Analysts at Wells Fargo, point out that the US, China and the Eurozone represent almost one half of world’s GDP, and all three are showing signs of slowing growth.
“The United States, the Eurozone and China account for nearly one half of global GDP on a purchasing power parity basis, making the growth prospects for these three players crucial for the global economy as a whole. All three have shown signs of slowing economic growth of late, with Europe in particular exhibiting concerning signs of weakness. This weaker growth outlook has in turn translated into a slower pace of monetary policy tightening among the world’s major central banks than was previously anticipated.”
“In Europe, real GDP data were lackluster in Q4-2018, with the year-over-year pace of growth at just 1.2%, the slowest since 2013. The initial purchasing manager indices for January were not any better, weakening over the month and barely remaining in expansionary territory.
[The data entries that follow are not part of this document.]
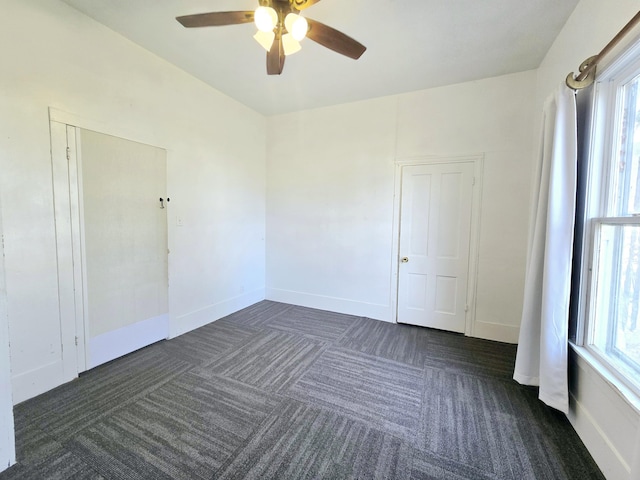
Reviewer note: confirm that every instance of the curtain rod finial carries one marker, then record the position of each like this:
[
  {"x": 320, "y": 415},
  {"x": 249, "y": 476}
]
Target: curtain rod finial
[{"x": 586, "y": 76}]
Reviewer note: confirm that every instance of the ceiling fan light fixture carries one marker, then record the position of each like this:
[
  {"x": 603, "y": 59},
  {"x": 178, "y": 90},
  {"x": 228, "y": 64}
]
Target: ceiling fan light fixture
[
  {"x": 290, "y": 45},
  {"x": 265, "y": 18},
  {"x": 265, "y": 39},
  {"x": 296, "y": 25}
]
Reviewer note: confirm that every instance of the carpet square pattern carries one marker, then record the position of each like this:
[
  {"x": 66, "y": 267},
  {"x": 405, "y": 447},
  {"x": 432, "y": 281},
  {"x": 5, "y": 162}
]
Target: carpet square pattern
[{"x": 277, "y": 391}]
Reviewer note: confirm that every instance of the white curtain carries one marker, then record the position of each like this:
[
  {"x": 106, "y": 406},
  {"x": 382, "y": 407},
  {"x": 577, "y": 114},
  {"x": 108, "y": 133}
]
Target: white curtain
[{"x": 543, "y": 345}]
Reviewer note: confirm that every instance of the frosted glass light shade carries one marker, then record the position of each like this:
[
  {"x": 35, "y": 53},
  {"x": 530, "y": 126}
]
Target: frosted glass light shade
[
  {"x": 265, "y": 39},
  {"x": 265, "y": 19},
  {"x": 290, "y": 45},
  {"x": 296, "y": 25}
]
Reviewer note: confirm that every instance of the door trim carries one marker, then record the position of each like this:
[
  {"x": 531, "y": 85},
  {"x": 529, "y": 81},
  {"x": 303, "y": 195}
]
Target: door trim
[
  {"x": 72, "y": 288},
  {"x": 474, "y": 240}
]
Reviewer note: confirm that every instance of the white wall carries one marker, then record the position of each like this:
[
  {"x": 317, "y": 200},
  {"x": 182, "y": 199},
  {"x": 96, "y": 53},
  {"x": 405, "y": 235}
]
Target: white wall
[
  {"x": 7, "y": 442},
  {"x": 330, "y": 195},
  {"x": 608, "y": 424},
  {"x": 53, "y": 56}
]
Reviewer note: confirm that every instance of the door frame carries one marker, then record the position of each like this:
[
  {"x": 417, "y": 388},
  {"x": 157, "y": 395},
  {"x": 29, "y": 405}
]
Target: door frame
[
  {"x": 68, "y": 213},
  {"x": 474, "y": 240}
]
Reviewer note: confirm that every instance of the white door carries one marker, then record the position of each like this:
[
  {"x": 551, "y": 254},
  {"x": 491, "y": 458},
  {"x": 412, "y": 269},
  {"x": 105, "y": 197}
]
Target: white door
[
  {"x": 435, "y": 233},
  {"x": 124, "y": 224}
]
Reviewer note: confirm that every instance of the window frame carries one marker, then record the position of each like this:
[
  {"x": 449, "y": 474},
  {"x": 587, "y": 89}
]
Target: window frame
[{"x": 603, "y": 134}]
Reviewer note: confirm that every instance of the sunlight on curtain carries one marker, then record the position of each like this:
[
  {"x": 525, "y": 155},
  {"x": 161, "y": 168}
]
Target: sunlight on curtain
[{"x": 541, "y": 359}]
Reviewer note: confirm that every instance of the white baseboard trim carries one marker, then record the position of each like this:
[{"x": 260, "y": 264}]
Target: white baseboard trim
[
  {"x": 600, "y": 447},
  {"x": 39, "y": 380},
  {"x": 331, "y": 304},
  {"x": 199, "y": 318},
  {"x": 496, "y": 331},
  {"x": 115, "y": 344}
]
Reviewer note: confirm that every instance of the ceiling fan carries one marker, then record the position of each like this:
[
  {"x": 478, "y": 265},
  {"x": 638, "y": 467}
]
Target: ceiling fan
[{"x": 280, "y": 30}]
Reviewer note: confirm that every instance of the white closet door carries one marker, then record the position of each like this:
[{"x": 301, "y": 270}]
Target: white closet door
[
  {"x": 125, "y": 243},
  {"x": 435, "y": 230}
]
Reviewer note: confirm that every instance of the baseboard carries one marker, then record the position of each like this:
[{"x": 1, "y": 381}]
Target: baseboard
[
  {"x": 496, "y": 332},
  {"x": 115, "y": 344},
  {"x": 199, "y": 318},
  {"x": 605, "y": 422},
  {"x": 34, "y": 382},
  {"x": 331, "y": 304},
  {"x": 600, "y": 447}
]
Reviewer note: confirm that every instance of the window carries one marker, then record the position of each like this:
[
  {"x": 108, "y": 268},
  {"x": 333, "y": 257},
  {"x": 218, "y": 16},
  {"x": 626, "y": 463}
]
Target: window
[{"x": 613, "y": 218}]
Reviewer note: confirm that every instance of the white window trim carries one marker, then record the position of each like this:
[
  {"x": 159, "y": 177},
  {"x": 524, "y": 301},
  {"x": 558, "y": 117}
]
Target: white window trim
[{"x": 602, "y": 135}]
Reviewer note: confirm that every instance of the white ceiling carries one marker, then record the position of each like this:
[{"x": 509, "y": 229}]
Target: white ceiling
[{"x": 411, "y": 45}]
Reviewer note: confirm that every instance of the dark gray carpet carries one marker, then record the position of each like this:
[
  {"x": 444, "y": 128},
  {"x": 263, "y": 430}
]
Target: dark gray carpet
[{"x": 283, "y": 392}]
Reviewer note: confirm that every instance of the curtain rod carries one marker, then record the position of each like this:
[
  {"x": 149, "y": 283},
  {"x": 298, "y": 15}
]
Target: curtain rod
[{"x": 588, "y": 67}]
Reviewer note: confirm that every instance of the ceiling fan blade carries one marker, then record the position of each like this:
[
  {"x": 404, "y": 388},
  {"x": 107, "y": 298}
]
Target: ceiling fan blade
[
  {"x": 302, "y": 4},
  {"x": 334, "y": 40},
  {"x": 215, "y": 19},
  {"x": 275, "y": 57}
]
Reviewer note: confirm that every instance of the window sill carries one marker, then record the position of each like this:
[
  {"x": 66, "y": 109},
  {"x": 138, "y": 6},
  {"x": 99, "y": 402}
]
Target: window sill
[{"x": 628, "y": 395}]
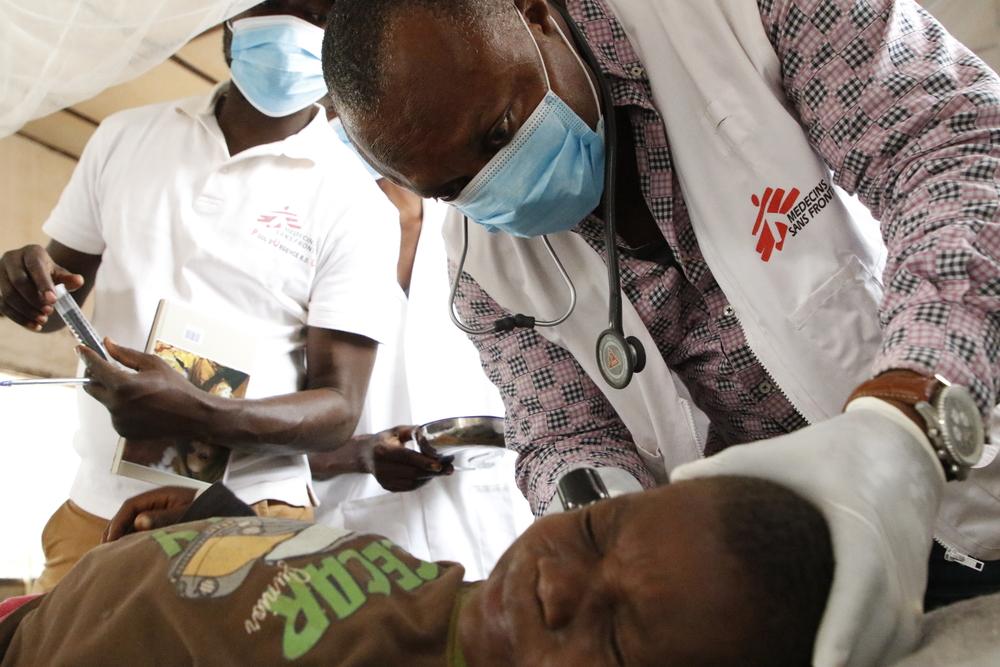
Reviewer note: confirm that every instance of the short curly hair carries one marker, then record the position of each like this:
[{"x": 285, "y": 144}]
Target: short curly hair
[{"x": 358, "y": 33}]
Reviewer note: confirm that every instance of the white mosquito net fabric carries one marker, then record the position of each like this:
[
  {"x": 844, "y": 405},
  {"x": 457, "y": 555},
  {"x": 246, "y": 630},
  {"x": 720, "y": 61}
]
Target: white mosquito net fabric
[{"x": 56, "y": 53}]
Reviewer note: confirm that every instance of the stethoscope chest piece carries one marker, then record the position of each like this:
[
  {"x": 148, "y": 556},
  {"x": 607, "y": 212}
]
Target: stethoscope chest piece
[{"x": 619, "y": 358}]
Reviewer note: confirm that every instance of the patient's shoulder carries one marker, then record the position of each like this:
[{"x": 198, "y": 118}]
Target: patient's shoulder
[{"x": 965, "y": 633}]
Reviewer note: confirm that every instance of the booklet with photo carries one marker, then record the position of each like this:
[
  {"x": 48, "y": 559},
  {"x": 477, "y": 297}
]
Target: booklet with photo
[{"x": 211, "y": 354}]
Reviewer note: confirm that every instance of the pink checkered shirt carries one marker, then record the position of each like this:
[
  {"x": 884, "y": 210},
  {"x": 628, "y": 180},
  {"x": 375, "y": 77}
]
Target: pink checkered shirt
[{"x": 905, "y": 116}]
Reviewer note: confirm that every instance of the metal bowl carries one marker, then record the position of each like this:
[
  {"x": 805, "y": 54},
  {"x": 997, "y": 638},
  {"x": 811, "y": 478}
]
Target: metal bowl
[{"x": 457, "y": 431}]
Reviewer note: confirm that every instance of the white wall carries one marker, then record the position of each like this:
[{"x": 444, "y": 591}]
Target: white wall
[{"x": 37, "y": 464}]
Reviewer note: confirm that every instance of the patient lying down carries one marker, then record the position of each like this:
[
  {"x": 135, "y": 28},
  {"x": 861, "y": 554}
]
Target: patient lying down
[{"x": 721, "y": 571}]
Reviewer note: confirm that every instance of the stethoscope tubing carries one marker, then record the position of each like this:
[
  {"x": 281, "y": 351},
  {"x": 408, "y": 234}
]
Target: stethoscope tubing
[
  {"x": 478, "y": 331},
  {"x": 608, "y": 209}
]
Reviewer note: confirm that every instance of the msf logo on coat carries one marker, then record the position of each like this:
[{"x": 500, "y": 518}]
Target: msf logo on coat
[
  {"x": 769, "y": 230},
  {"x": 781, "y": 214}
]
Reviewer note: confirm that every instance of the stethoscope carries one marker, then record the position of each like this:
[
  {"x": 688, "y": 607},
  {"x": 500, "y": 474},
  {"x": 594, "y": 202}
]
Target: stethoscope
[{"x": 619, "y": 357}]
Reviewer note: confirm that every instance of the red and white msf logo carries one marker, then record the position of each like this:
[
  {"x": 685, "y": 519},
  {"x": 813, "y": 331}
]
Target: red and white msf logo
[
  {"x": 277, "y": 218},
  {"x": 770, "y": 232}
]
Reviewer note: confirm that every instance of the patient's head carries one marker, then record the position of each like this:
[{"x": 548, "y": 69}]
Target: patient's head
[{"x": 718, "y": 571}]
Against this softer backdrop, we think that the European Central Bank will refrain from raising rates a bit longer than we originally expected.”
“In China, real GDP growth dipped to 6.4% year-over-year, down from 6.5% in Q3-2018. The Chinese economy grew 6.6% in 2018, the slowest pace since 1990.”
“Chinese policymakers have done their best to combat this slowdown via monetary and fiscal stimulus, but without a clean resolution to the trade situation, a more marked slowdown is likely in store in 2019. At present, our forecast for Chinese real GDP growth in 2019 is 6.2%.”